A graph that may get to the heart of your question is something like "Unique word percentage over time" or maybe "What percentage of articles use unique words".

2 comments

> Unique words per year go up, even as diversity goes down. Another finding that may explain this is that the articles get longer as time goes on - so a simple unique word count may just increase as a function of the authors using more words.

You'd probably see the same effect if the articles don't get any longer, but more of them get written every year. Unique word count will always go up with words produced, even if most words produced are formulaic boilerplate.

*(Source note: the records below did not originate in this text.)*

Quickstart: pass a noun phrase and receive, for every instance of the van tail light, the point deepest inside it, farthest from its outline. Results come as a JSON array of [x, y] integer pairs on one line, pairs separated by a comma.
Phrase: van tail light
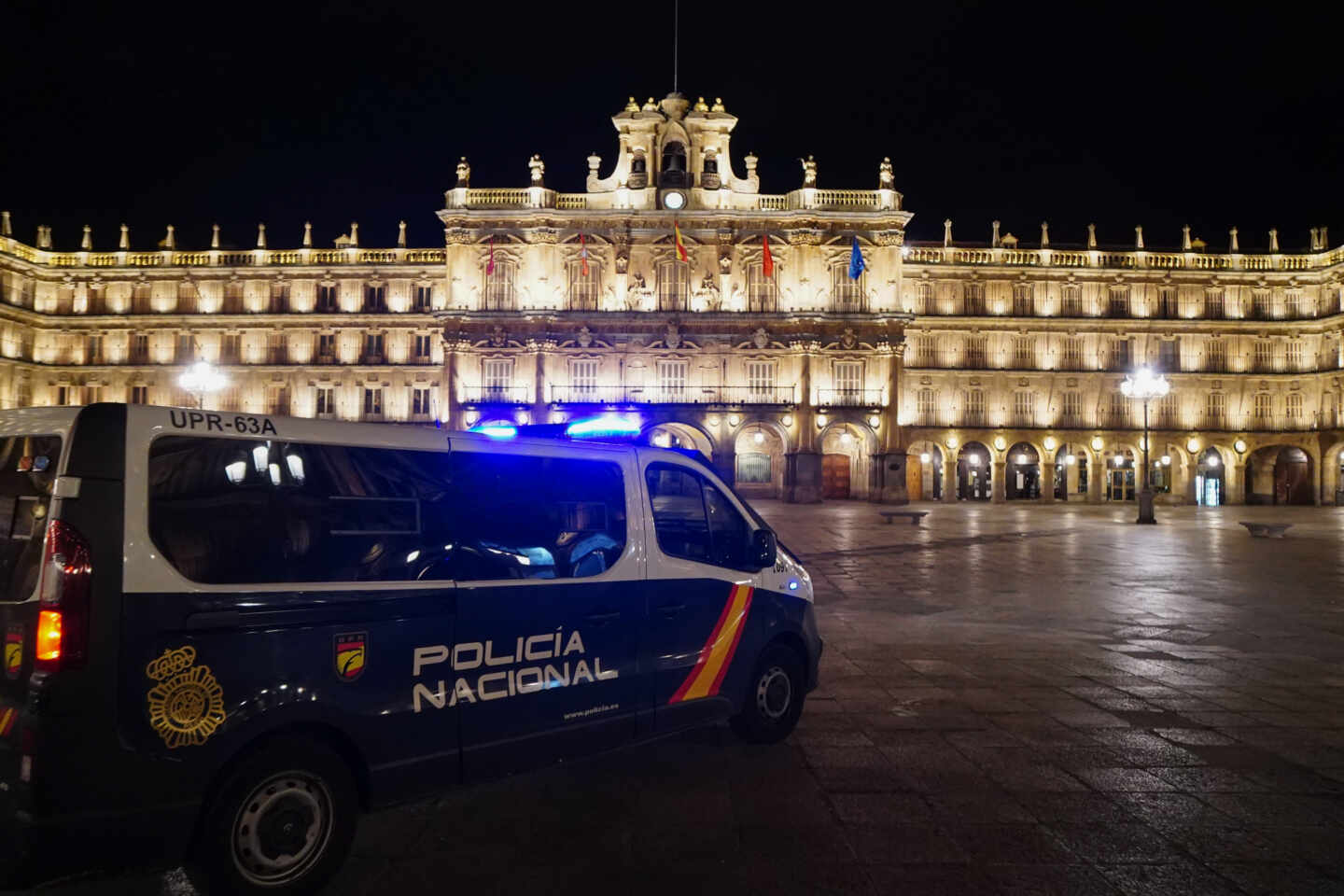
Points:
[[64, 595]]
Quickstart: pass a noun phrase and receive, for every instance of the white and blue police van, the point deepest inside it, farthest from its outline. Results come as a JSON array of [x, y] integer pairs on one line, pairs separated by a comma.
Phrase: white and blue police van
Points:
[[229, 635]]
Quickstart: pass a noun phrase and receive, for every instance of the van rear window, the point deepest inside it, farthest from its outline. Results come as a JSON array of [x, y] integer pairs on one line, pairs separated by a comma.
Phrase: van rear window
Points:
[[241, 512], [27, 471]]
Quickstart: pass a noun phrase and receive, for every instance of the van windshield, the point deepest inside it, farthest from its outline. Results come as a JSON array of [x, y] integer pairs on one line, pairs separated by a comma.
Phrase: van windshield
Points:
[[27, 471]]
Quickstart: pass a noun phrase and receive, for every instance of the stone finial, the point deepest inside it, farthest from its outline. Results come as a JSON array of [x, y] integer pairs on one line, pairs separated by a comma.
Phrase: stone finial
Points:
[[809, 171]]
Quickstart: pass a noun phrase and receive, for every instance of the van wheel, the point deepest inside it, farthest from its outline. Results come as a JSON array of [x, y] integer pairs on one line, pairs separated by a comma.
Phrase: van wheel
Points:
[[281, 822], [773, 702]]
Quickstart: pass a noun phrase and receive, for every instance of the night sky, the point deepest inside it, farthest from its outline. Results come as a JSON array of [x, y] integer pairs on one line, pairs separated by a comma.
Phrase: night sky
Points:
[[1120, 115]]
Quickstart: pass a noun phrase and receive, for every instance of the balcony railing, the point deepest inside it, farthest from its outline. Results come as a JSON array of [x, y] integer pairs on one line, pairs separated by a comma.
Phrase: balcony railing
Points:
[[849, 398]]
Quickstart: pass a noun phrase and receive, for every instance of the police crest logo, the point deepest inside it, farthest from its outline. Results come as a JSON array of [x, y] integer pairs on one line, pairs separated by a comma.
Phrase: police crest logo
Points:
[[350, 651], [12, 651], [187, 704]]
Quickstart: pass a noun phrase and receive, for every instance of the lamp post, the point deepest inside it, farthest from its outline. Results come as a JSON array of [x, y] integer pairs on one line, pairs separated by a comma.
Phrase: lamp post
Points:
[[202, 378], [1145, 387]]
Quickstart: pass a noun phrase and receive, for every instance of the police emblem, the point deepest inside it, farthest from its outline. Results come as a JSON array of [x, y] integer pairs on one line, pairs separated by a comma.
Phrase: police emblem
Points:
[[187, 704], [350, 651], [12, 651]]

One nice thing about getting feedback is learning all of the additional stuff I should have included in the blog post. I did look at number of articles per year, and it fluctuates, but there isn't a huge change across the century, and the change goes up and down. Total words, on the other hand, does trend up and goes up faster more recently.
Maybe you should just crop the same number of words from the start of each article, and take the same number of articles from each year by random sampling. That would make things easier to compare.